Does HIPAA apply to all employee wellness programs?

No. HIPAA typically applies when a wellness initiative is part of a group health plan or provides medical care and handles protected health information. Stand-alone programs that do not collect medical data may fall outside HIPAA, but other laws (like ADA/GINA) still apply.

How can employers access protected health information under HIPAA?

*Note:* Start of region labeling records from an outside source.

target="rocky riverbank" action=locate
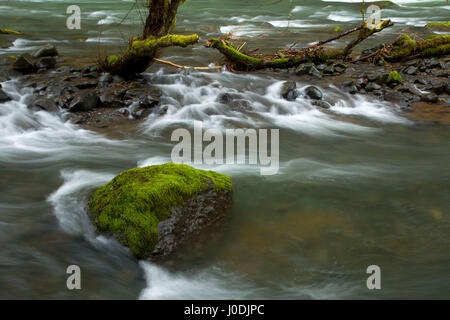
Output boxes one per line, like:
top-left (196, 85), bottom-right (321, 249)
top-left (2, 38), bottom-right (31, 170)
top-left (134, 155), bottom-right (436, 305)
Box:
top-left (0, 45), bottom-right (450, 130)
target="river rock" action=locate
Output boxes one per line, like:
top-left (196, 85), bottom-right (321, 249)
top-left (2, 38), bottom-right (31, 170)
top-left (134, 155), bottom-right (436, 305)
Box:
top-left (403, 66), bottom-right (417, 76)
top-left (36, 57), bottom-right (56, 69)
top-left (13, 53), bottom-right (34, 73)
top-left (421, 93), bottom-right (439, 103)
top-left (89, 163), bottom-right (232, 259)
top-left (69, 90), bottom-right (99, 112)
top-left (32, 44), bottom-right (58, 59)
top-left (280, 81), bottom-right (298, 101)
top-left (305, 86), bottom-right (323, 100)
top-left (0, 89), bottom-right (11, 103)
top-left (295, 63), bottom-right (322, 79)
top-left (311, 100), bottom-right (331, 109)
top-left (33, 98), bottom-right (59, 112)
top-left (333, 62), bottom-right (348, 73)
top-left (100, 88), bottom-right (125, 108)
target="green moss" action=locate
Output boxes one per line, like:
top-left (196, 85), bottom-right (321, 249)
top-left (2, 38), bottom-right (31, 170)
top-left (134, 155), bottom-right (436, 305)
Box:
top-left (427, 22), bottom-right (450, 31)
top-left (387, 71), bottom-right (403, 83)
top-left (209, 39), bottom-right (266, 69)
top-left (387, 35), bottom-right (450, 61)
top-left (108, 56), bottom-right (119, 66)
top-left (0, 29), bottom-right (22, 34)
top-left (369, 1), bottom-right (398, 9)
top-left (89, 163), bottom-right (232, 258)
top-left (99, 34), bottom-right (199, 75)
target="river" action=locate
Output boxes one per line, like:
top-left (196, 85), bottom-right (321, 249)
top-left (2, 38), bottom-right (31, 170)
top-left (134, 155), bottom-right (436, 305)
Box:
top-left (0, 0), bottom-right (450, 299)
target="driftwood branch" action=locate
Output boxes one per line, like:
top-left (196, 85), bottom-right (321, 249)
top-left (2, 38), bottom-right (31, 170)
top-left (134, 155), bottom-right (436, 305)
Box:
top-left (99, 34), bottom-right (199, 78)
top-left (206, 20), bottom-right (393, 70)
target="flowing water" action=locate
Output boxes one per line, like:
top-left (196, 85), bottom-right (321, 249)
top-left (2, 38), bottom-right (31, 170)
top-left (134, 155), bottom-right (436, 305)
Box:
top-left (0, 0), bottom-right (450, 299)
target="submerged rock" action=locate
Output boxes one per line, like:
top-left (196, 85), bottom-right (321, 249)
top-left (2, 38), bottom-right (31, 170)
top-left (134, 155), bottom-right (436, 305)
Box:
top-left (280, 81), bottom-right (298, 101)
top-left (69, 90), bottom-right (99, 112)
top-left (32, 44), bottom-right (58, 59)
top-left (13, 53), bottom-right (34, 73)
top-left (295, 63), bottom-right (322, 79)
top-left (0, 89), bottom-right (11, 103)
top-left (305, 86), bottom-right (323, 100)
top-left (36, 57), bottom-right (56, 69)
top-left (33, 98), bottom-right (59, 112)
top-left (89, 163), bottom-right (232, 258)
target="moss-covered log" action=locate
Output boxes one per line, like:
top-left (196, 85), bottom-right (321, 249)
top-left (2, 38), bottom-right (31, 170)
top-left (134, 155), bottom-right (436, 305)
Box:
top-left (143, 0), bottom-right (186, 39)
top-left (344, 20), bottom-right (394, 56)
top-left (99, 34), bottom-right (199, 78)
top-left (206, 39), bottom-right (343, 71)
top-left (0, 29), bottom-right (22, 35)
top-left (385, 35), bottom-right (450, 62)
top-left (206, 20), bottom-right (393, 71)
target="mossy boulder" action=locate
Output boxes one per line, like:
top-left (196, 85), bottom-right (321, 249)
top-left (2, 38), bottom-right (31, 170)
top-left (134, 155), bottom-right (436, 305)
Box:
top-left (377, 71), bottom-right (403, 87)
top-left (0, 29), bottom-right (22, 35)
top-left (427, 22), bottom-right (450, 32)
top-left (89, 163), bottom-right (232, 258)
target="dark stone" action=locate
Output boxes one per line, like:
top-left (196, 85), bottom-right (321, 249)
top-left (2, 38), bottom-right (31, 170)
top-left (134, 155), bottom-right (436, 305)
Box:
top-left (305, 86), bottom-right (323, 100)
top-left (311, 100), bottom-right (331, 109)
top-left (356, 79), bottom-right (367, 90)
top-left (217, 93), bottom-right (233, 104)
top-left (32, 44), bottom-right (58, 59)
top-left (342, 80), bottom-right (353, 88)
top-left (33, 98), bottom-right (59, 112)
top-left (13, 53), bottom-right (34, 73)
top-left (414, 78), bottom-right (429, 86)
top-left (403, 66), bottom-right (417, 76)
top-left (74, 80), bottom-right (98, 90)
top-left (445, 82), bottom-right (450, 94)
top-left (323, 66), bottom-right (335, 75)
top-left (139, 94), bottom-right (159, 109)
top-left (430, 80), bottom-right (446, 94)
top-left (36, 57), bottom-right (56, 69)
top-left (0, 89), bottom-right (11, 103)
top-left (421, 93), bottom-right (438, 103)
top-left (400, 82), bottom-right (422, 97)
top-left (152, 179), bottom-right (232, 258)
top-left (281, 81), bottom-right (298, 101)
top-left (69, 90), bottom-right (99, 112)
top-left (361, 43), bottom-right (384, 57)
top-left (367, 73), bottom-right (378, 82)
top-left (100, 88), bottom-right (125, 108)
top-left (366, 82), bottom-right (382, 92)
top-left (428, 59), bottom-right (445, 69)
top-left (384, 90), bottom-right (406, 106)
top-left (333, 62), bottom-right (348, 73)
top-left (98, 73), bottom-right (113, 84)
top-left (295, 63), bottom-right (322, 79)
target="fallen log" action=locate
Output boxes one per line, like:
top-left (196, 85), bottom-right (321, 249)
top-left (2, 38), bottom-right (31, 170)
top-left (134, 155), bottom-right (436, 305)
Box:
top-left (99, 34), bottom-right (199, 78)
top-left (385, 35), bottom-right (450, 62)
top-left (206, 39), bottom-right (343, 71)
top-left (344, 20), bottom-right (394, 57)
top-left (206, 20), bottom-right (393, 71)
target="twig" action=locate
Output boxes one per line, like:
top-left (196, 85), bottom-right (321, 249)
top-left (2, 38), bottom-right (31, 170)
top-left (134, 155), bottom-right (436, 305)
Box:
top-left (153, 58), bottom-right (223, 70)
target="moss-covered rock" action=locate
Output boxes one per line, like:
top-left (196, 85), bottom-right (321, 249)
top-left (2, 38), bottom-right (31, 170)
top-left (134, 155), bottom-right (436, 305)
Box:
top-left (386, 35), bottom-right (450, 61)
top-left (99, 34), bottom-right (199, 78)
top-left (427, 22), bottom-right (450, 31)
top-left (0, 29), bottom-right (22, 35)
top-left (89, 163), bottom-right (232, 258)
top-left (386, 71), bottom-right (403, 84)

As a plan sponsor, you may receive PHI only for plan administration after amending plan documents and certifying compliance. Use the minimum necessary information, rely on de-identified or summary data when possible, and never use PHI for employment decisions without an individual’s authorization.

What are the reward limits for health-contingent wellness programs?

Federal wellness rules cap incentives for health-contingent standards based on the total cost of coverage, with a higher ceiling permitted for tobacco-related programs. Apply the cap across all such incentives in the plan year and calculate it using both employer and employee contributions.

What alternative standards must be offered for employees with medical conditions?

Activity-only programs must provide a reasonable alternative standard (or waiver) if meeting the activity is medically inadvisable or unreasonably difficult, and you may ask for appropriate medical verification. Outcome-based programs must offer an alternative to anyone who does not meet the goal—no medical documentation required—while accommodating the participant’s physician’s recommendations.